Portion of the Sun’s Surface. Sunspot nearly 60,000 Miles Across
It is a curious fact that Al-Sûfi, the Persian astronomer, in his Description of the Heavens, written in the Tenth Century, speaks distinctly of Algol as a red star (étoile, brillant; d’un éclat, rouge), while at present it is white or at the most of a yellow color. A similar change of color is supposed to have taken place in the case of Sirius, but the change in Algol seems more certain, as Al-Sûfi’s descriptions are generally most accurate and reliable.
Stars of the Algol type of variable are very rare objects, only a dozen or so having been hitherto discovered in the whole heavens. Those visible to the naked eye, when at their normal brightness, are: Algol, Lambda Tauri, Delta Libræ, R Canis Majoris, and U Ophiuchi.
A remarkable peculiarity about the variable stars in general is that none of them has any considerable proper motion. As a large proper motion is generally considered to indicate proximity to the earth, we may conclude, with great probability, that the variable stars, as a rule, lie at a great distance from our system. In other words, it appears that the sun does not lie in a region of variable stars, and, with the exception of Alpha Cassiopeiæ and Alpha Herculis, a measurable parallax has not yet been found, so far as I know, for any known variable star.
We now come to the interesting and mysterious class of objects known as “new” or “temporary” stars. These phenomena are of very rare occurrence, and but few undoubted examples of the class are recorded in the annals of astronomy. Possibly in some cases they have been merely variable stars, of irregular period and fitful variability; but others may have been due to a real catastrophe, such as the collision of two dark bodies in space, or, possibly, the passage of a bright or dark body through a gaseous nebula.
The earliest temporary star of which we have any reliable information seems to be one which is recorded in the Chinese annals of Ma-tuan-lin, as having appeared in the year 134 B. C. in the constellation Scorpio. Its position seems to have been somewhere between the stars Beta and Rho of Scorpio. Pliny informs us that it was the sudden appearance of a new star which induced the famous astronomer Hipparchus to form his catalogue of stars, the first ever constructed. As the date of Hipparchus’s catalogue is 125 B. C., it seems highly probable that the new star referred to by Pliny was the same as that recorded by the Chinese astronomer as having appeared nine years previously.

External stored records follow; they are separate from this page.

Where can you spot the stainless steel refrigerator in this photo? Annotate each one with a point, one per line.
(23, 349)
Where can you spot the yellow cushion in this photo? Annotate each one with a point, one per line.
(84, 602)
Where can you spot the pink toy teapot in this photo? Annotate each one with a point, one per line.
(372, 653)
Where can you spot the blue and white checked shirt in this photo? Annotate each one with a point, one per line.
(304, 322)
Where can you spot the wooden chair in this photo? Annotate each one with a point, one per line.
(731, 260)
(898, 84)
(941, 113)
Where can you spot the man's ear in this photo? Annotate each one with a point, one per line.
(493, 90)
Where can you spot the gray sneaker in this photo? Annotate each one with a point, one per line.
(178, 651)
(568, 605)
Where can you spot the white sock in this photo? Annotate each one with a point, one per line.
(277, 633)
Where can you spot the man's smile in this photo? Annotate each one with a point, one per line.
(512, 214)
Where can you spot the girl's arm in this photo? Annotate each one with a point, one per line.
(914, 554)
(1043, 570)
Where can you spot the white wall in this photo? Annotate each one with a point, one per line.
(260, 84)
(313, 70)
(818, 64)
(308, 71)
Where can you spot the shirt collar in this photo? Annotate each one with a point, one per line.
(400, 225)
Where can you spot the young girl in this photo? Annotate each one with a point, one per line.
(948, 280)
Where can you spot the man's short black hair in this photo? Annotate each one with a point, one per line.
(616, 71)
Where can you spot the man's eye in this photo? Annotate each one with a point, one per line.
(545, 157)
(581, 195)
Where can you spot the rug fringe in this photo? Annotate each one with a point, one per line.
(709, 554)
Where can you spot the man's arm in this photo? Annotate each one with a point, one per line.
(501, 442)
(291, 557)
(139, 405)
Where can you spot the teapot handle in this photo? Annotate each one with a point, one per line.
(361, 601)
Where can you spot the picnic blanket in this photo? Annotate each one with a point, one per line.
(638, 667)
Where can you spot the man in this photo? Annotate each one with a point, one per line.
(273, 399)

A new star is said to have appeared in the year 76 B. C. between the stars Alpha and Delta in the Plow, but the accounts are vague.
In 101 A. D., a small “yellowish-blue” star is said to have appeared in the “sickle” in Leo, but its exact position is not known. In 107 A. D., a new star is mentioned near Delta, Epsilon and Eta in Canis Major, three bright stars southeast of Sirius. In 123 A. D., another new star is recorded by Ma-tuan-lin to have appeared between Alpha Herculis and Alpha Ophiuchi.
The Chinese annals record that on December 10, 173 A. D., a brilliant star appeared between Alpha and Beta Centauri in the Southern Hemisphere. It remained visible for eight months, and is described as resembling “a large bamboo mat!”—a curious description. There is at present, close to the spot indicated, a known variable star—R Centauri—of which the period seems to be long and the variation of light irregular. Possibly an unusually bright maximum of this variable star formed the star of the Chinese annals, or perhaps the variable star is the remnant of the outburst which took place in the First Century. The variable is a very reddish star, and at present varies from about the sixth to the tenth magnitude.